Abstract
Cognitive theories state attentional biases contribute to the development and maintenance of depression. Like depressed adults, there is growing evidence for the presence of attentional biases to sad stimuli in depressed youth. Although the direction of this bias among children remains unclear, preliminary evidence indicates attentional avoidance of sad stimuli in children. This is the first known sudy to use eye-tracking to investigate the exact nature of attention biases among depressed children. To assess sustained attention, the current study used eye-tracking and a passive viewing task in which children viewed a series of four facial expressions (angry, happy, sad, neutral) presented simultatiously for 20 s on a computer screen. The current study compared the attentional allocation of currently depressed children (n = 19; M age = 11.21) to a group of never depressed children (n = 22; M age = 10.82). Consitent with earlier research with children, we found that children with current major or minor depression, compared to children with no history of depression, exhibited attentional avoidance of sad facial stimuil as well as some evidence for preferential attention to happy faces. This study provides additional evidence that although depressed children demonstrate mood congruent attentional biases like that observed depressed adults, the nature of these biases may reflect attentional avoidance of sad stimuli, rather than preferential attention.
Notes
1Although we present here the results with Epoch treated as a fixed, categorical variable, we also examined Epoch as a continuous (linear or nonlinear) influence in these models. In all instances, interactions with depression group were nonsignificant.

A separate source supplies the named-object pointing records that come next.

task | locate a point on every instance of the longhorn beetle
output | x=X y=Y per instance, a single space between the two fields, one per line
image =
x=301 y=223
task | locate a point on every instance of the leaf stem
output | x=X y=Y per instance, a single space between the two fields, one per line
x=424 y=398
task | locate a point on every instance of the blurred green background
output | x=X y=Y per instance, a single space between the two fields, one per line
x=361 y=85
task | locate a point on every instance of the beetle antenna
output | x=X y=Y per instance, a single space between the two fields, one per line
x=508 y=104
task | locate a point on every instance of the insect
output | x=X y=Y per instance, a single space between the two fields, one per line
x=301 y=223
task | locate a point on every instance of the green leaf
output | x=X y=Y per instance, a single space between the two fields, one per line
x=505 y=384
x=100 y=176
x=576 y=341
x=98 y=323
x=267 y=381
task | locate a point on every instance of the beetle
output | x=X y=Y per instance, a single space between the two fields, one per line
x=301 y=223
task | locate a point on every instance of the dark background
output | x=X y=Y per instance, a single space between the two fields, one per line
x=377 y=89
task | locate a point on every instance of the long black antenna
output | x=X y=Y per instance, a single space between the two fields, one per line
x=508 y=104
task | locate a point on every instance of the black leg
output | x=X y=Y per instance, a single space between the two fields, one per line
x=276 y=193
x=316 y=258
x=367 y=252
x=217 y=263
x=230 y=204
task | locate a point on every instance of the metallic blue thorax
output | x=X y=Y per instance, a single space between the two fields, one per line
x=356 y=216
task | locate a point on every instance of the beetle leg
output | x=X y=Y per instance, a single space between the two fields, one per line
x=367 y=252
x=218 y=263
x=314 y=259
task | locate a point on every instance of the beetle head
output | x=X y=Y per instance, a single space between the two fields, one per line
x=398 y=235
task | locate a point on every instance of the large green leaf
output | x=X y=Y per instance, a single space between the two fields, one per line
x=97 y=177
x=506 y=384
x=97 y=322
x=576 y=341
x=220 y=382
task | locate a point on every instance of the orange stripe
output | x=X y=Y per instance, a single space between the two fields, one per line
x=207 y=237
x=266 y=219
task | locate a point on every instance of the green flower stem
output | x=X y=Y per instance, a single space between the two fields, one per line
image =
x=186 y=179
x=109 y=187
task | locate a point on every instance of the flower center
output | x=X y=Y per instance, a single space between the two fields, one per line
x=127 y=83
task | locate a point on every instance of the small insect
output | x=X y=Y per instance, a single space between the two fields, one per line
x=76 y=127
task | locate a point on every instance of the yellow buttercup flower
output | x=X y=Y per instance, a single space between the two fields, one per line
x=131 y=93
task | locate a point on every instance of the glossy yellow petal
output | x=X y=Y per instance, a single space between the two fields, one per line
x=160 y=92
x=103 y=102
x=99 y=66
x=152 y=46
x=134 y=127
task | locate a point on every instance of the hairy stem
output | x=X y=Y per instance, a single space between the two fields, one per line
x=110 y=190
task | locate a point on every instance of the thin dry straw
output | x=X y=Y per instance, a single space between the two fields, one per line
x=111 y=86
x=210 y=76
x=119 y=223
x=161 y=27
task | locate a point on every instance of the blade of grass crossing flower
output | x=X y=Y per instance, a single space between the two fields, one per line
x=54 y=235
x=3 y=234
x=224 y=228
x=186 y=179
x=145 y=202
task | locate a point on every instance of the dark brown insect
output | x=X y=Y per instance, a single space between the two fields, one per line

2In this study, only three of the participants included in the MDD group met criteria for minor depressive disorder. As noted in the Method section, these participants had four rather than the five required symptoms for as DSM MDD diagnosis. To determine whether the results presented were unduly affected by the inclusion of these three children, we reconducted each of our analysis focusing only on children meeting criteria for MDD. The Group × Emotion interaction remained significant, F(3, 312.77) = 8.25, p < .001. As before, the group difference in attention to sad faces was significant, F(1, 34.37) = 4.57, p < .04, though the group difference in attention to happy faces was reduced to nonsignificant with this smaller sample size, F(1, 32.78) = 3.19, p = .08.
3The specific results for the nonsignificant group difference in attention to happy faces with the inclusion of each covariate are child age, F(1, 33.41) = 3.35, p = .08, reffect size = .30; gender, F(1, 33.06) = 3.57, p = .06, reffect size = .31; race, F(1, 33.50) = 2.08, p = .16, reffect size = .24; and current anxiety, F(1, 33.59) = 2.41, p = .13, reffect size = .26.